The speaker list includes the AEI, The Manhatten Institute, R street, Niskanen Center, etc...

American Leftists and Progressives do not hold power and the 'barriers' that abundance claims exist were put in place by those with power, not AOC or Zohran or whatever local cabal they point to in the book. Cherry-picking Austin as their exemplar is worth its own comment, but the book is frustrating across the board.

Klein has missed every moment of late and I expect the trend to continue.

Regardless, if your primary critique on a lawless and deeply authoritarian administration is their 'policy of scarcity', then you have utterly lost the plot. Mussolini made Italians grow and eat rice to induce a feeling of scarcity, there is no doubt, but that is not anyone's primary critique of his tyranny.

thrance|5 months ago

The "Left" has never held any meaningful power in this country.
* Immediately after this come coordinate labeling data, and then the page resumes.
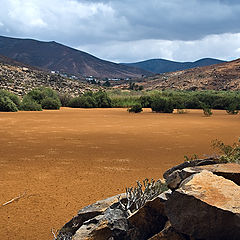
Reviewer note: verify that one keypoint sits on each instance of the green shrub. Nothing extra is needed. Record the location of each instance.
(64, 99)
(45, 97)
(28, 104)
(232, 109)
(146, 101)
(162, 104)
(230, 153)
(207, 111)
(7, 105)
(135, 109)
(51, 103)
(102, 100)
(82, 102)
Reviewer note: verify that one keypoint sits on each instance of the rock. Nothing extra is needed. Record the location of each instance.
(206, 206)
(229, 171)
(87, 213)
(112, 224)
(168, 233)
(193, 163)
(148, 220)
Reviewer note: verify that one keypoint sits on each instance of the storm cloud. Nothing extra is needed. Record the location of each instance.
(130, 30)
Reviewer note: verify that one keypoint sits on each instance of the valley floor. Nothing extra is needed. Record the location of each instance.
(64, 160)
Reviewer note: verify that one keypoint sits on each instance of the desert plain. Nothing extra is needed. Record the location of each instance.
(61, 161)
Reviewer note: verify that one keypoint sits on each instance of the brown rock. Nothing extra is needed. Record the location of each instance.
(148, 220)
(206, 206)
(229, 171)
(168, 233)
(193, 163)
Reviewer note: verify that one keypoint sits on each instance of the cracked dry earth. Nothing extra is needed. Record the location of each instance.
(64, 160)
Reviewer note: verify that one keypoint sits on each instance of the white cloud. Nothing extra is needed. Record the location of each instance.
(124, 30)
(224, 46)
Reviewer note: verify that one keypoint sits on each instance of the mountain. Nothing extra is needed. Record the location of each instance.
(57, 57)
(20, 78)
(224, 76)
(163, 66)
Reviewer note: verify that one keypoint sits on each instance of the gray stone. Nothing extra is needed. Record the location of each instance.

Blaming the Progressives for this sad state of affairs is not only completely wrong, it's extremely disingenuous.

If you're speaking of the Democrats, they've been following the Neoliberalist playbook to the letter for decades: deregulate businesses, defund social programs, reduce taxes. This (the housing crisis) is the direct result of their half-competent technocratic stewardship of the economy. (And let's not spare the actually malevolent Republicans from sharing the blame in turning this land from an actual country into a billionaire's playground).

This "Abundance" movement is to be taken as a rebranding of the same tired and destructive Neoliberalist policies, and nothing else. It is ported by the same old people and politicians that have been slowly running this country to the ground. There is absolutely nothing new to be found in their manifestos: deregulate businesses, defund social programs, reduce taxes.

Housing can either be affordable or an investment vehicle, but not both at the same time. Actual leftists understand this very basic premise, but the astroturfed Abundance "movement" remains blind to it. Left-wing populism is slowly gaining ground in the face of an extremely complacent and ineffective Democratic establishment, and Abundance is a last-ditch effort to sold democratic voters on the same garbage they've been eating since the 1980s.

pnutjam|5 months ago

The one thing Democrats and Republicans always agree on is "No Progressive's allowed".